Rubiela Mendez et William Pérez n'avaient jamais affronté le froid de la savane de Bogota, où ils préparent des roses dans un hangar, à 500 km de Cucuta, leur ville natale, à la frontière entre la Colombie et le Venezuela.
En quête de main d'oeuvre pour répondre à la hausse des exportations avant la Saint-Valentin, les horticulteurs colombiens se sont rendus jusque dans cette région chaude de l'est du pays, et y ont trouvé une multitude de chômeurs désespérés.
"La situation à Cucuta est très difficile. Personne ne veut y retourner parce qu'il n'y a pas de travail. Mais moi, je vais devoir rentrer car ma fille est là-bas", explique à l'AFP Rubiela Mendez, qui ne s'était jamais séparée de sa petite de quatre ans et demi.
Au niveau national, le chômage n'a pas dépassé les 10% ces cinq dernières années. A Cucuta, il a atteint 15,9% en 2017. Selon cette jeune femme de 26 ans, la situation s'est dégradée avec l'arrivée massive de Vénézuéliens, payés moitié moins pour le même travail.
A douze heures d'autobus de là, dans les serres de Tabio, au centre de la Colombie - deuxième exportateur mondial de fleurs derrière les Pays-Bas, surtout vers les Etats-Unis - l'activité est frénétique.
Une fois les roses coupées, il faut scrupuleusement respecter la chaîne du froid: au son des rythmes tropicaux d'une radio, les ouvriers comme Rubiela préparent et emballent des bouquets de 12 fleurs, à une température de moins de 10 degrés pour les préserver au mieux.
- Faim et désespoir -
Après avoir perdu son emploi dans un restaurant, où elle était payée 20.000 pesos par jour (environ sept dollars), elle a tenté de gagné sa vie dans la contrebande d'essence vénézuélienne. Jusqu'à ce qu'elle puisse échanger les jerricanes malodorants pour le parfum des roses en travaillant dans l'entreprise Sunshine Bouquet.

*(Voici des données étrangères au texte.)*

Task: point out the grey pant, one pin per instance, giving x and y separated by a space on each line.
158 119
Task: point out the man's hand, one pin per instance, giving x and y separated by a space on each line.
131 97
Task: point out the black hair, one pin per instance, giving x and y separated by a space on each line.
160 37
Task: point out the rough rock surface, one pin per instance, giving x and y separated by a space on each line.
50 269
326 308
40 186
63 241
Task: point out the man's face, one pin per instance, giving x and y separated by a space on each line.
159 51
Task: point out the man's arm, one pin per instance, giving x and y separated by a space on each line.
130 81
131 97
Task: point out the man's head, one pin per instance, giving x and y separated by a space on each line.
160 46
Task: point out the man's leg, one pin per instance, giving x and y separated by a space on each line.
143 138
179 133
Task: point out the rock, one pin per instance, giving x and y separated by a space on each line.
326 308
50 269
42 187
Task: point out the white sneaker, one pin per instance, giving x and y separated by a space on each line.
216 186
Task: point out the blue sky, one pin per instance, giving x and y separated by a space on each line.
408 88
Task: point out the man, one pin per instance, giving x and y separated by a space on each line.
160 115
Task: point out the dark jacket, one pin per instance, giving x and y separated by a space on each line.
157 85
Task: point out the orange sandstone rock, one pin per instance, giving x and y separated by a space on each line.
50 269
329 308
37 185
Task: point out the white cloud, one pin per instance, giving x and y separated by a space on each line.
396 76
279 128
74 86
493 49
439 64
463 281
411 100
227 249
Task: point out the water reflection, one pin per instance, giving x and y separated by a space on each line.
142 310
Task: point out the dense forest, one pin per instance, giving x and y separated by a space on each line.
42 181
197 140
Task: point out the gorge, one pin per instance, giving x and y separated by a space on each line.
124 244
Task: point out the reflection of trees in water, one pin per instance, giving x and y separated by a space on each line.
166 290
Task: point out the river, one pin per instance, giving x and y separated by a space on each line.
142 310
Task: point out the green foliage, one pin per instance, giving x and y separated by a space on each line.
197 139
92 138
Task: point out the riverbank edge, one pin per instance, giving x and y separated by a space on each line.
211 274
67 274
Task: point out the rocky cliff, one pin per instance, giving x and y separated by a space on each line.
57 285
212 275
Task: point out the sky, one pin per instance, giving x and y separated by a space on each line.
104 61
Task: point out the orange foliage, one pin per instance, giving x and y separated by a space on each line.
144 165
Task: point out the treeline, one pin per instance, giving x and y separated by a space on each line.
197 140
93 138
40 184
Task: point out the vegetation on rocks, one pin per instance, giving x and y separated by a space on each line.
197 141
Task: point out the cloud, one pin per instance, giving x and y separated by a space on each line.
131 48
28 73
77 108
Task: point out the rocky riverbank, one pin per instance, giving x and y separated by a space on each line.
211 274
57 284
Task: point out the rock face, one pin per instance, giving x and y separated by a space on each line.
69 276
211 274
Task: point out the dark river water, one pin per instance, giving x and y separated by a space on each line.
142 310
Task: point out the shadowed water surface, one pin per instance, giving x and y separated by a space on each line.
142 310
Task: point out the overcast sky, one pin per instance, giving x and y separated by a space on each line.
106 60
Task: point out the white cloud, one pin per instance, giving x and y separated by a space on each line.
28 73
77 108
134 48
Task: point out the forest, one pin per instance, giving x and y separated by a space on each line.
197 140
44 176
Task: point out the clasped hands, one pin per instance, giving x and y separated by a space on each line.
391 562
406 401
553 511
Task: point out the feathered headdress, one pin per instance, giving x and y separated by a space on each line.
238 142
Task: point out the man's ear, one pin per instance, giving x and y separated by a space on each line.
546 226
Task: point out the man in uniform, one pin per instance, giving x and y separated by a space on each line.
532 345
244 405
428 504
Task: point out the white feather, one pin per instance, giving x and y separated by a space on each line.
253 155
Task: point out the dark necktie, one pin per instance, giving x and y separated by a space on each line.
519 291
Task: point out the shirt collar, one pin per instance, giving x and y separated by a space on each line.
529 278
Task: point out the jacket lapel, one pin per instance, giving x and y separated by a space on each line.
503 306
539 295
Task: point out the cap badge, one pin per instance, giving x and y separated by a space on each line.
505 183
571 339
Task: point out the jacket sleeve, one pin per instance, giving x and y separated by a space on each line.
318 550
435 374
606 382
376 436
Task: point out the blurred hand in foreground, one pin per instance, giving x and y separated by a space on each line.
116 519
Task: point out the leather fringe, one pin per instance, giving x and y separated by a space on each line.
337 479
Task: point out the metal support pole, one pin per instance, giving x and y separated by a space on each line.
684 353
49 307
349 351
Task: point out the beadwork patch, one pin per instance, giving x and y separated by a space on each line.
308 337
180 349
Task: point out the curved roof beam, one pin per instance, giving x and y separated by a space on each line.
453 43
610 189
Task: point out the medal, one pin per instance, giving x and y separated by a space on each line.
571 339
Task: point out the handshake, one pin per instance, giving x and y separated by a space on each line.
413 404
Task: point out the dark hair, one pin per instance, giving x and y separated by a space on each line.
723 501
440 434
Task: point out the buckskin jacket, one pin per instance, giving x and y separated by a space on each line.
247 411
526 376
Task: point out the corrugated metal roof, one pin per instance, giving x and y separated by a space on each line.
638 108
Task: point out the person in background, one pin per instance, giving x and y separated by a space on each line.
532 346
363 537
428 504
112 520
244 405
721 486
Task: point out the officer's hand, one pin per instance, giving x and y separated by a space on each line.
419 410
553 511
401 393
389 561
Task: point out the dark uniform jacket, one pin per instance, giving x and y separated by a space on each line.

La Saint-Valentin est, après Noël, la fête pour laquelle les Américains dépensent le plus d'argent. Et le mois précédant le 14 février est crucial pour les horticulteurs colombiens, qui assurent 74% des importations de fleurs aux Etats-Unis.
Le secteur a engrangé un chiffre d'affaires de 1,3 milliard de dollars entre janvier et novembre 2017.

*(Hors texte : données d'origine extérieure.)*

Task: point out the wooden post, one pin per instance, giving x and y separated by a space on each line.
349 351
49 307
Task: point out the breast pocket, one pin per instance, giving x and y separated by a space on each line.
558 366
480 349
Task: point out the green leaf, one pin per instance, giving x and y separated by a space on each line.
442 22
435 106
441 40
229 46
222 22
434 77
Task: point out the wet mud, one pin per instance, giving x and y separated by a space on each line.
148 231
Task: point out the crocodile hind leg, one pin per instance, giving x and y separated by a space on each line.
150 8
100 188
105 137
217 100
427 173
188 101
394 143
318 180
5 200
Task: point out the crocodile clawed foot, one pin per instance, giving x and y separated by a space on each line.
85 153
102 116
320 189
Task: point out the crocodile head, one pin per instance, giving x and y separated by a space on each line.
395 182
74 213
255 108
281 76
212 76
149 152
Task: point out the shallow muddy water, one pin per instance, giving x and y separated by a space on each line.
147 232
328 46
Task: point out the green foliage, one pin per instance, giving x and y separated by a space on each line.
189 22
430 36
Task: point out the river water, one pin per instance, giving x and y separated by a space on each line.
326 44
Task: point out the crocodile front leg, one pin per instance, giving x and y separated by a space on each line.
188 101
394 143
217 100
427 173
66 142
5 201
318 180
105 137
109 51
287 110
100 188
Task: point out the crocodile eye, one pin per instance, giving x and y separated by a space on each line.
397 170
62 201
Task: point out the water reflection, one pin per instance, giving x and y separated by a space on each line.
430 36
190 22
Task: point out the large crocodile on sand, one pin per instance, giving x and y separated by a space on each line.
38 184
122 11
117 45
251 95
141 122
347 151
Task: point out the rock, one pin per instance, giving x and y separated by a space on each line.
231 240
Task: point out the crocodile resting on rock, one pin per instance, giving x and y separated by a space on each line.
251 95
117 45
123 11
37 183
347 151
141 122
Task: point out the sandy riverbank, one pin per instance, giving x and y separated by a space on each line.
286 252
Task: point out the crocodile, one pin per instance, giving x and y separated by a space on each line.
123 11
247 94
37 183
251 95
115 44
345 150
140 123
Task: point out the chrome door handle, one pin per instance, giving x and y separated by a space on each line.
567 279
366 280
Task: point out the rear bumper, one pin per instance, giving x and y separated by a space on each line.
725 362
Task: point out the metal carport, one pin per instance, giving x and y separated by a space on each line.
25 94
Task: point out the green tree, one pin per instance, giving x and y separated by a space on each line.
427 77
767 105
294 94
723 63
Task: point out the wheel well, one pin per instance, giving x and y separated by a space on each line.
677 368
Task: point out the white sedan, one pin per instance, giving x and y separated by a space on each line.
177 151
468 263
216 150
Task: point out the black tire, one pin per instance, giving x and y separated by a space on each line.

Pour cette saison, Sunshine Bouquet prévoyait d'aller recruter des migrants vénézuéliens à la frontière, mais a découvert là-bas de nombreux locaux en quête d'emploi.
A la mi-janvier, elle a affrété 14 autobus pour transporter depuis Cucuta 600 personnes, dont 80% de Colombiens revenus récemment au pays pour échapper à la crise politico-économique qui a ruiné le Venezuela.

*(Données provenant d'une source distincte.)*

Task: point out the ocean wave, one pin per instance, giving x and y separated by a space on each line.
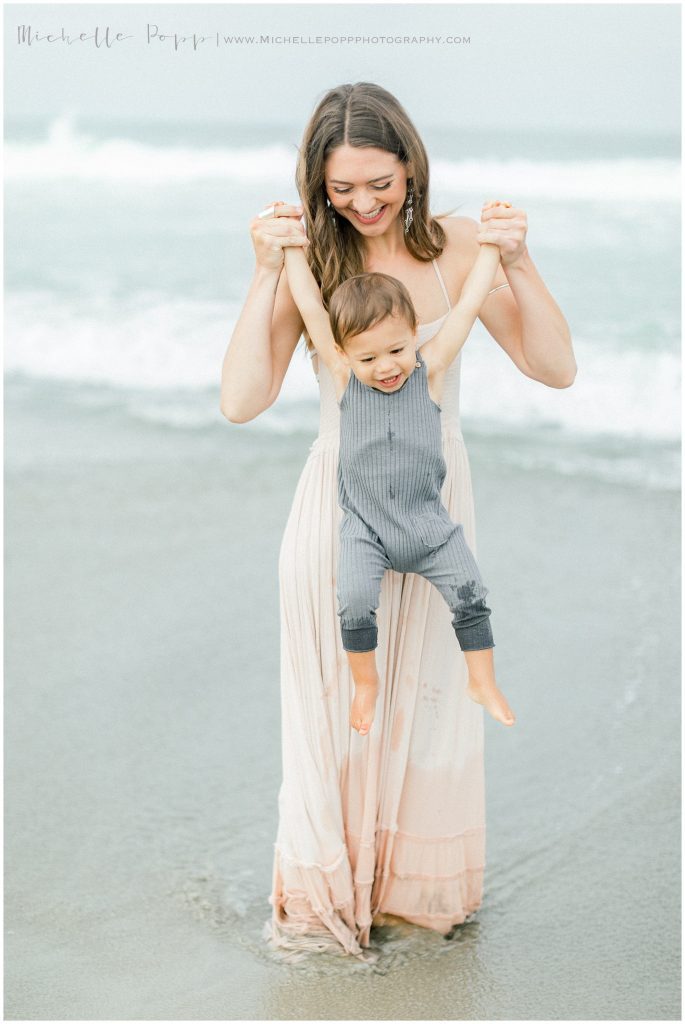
170 351
70 153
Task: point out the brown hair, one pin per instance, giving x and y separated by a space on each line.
365 116
365 300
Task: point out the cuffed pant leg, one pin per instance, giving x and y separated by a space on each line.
455 572
361 565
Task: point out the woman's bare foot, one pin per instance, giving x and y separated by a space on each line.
364 707
493 699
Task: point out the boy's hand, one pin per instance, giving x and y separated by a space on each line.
505 226
270 235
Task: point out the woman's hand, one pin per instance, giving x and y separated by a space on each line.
269 235
505 226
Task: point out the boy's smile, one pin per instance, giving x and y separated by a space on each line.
383 356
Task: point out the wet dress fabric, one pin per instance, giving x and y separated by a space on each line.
391 823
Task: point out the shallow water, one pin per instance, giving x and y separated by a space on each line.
142 740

Installés sur trois exploitations agricoles de la savane de Bogota, ils sont logés dans des conteneurs chauffés, nourris et payés au salaire minimum, soit environ 300 dollars mensuels.
A Cucuta, "il y a des gens qui souffrent et qui ont très envie de travailler", selon le directeur de l'entreprise, Felipe Gomez.
Pour le processus d'embauche, 1.200 personnes avaient été réunies en fin d'année dans le stade Général Santander de Cucuta, avec l'aide du ministère des Affaires étrangères.
- Pression migratoire -
Sans travail depuis quatre mois, William Pérez, 24 ans, a tenté sa chance et a été sélectionné. Ayant vécu sept ans au Venezuela, ce Colombien est rentré au pays contraint par la crise, comme des milliers d'autres.
Il raconte avoir connu là-bas "la peur, un désespoir terrible" à cause de l'insécurité et de la pénurie de nourriture.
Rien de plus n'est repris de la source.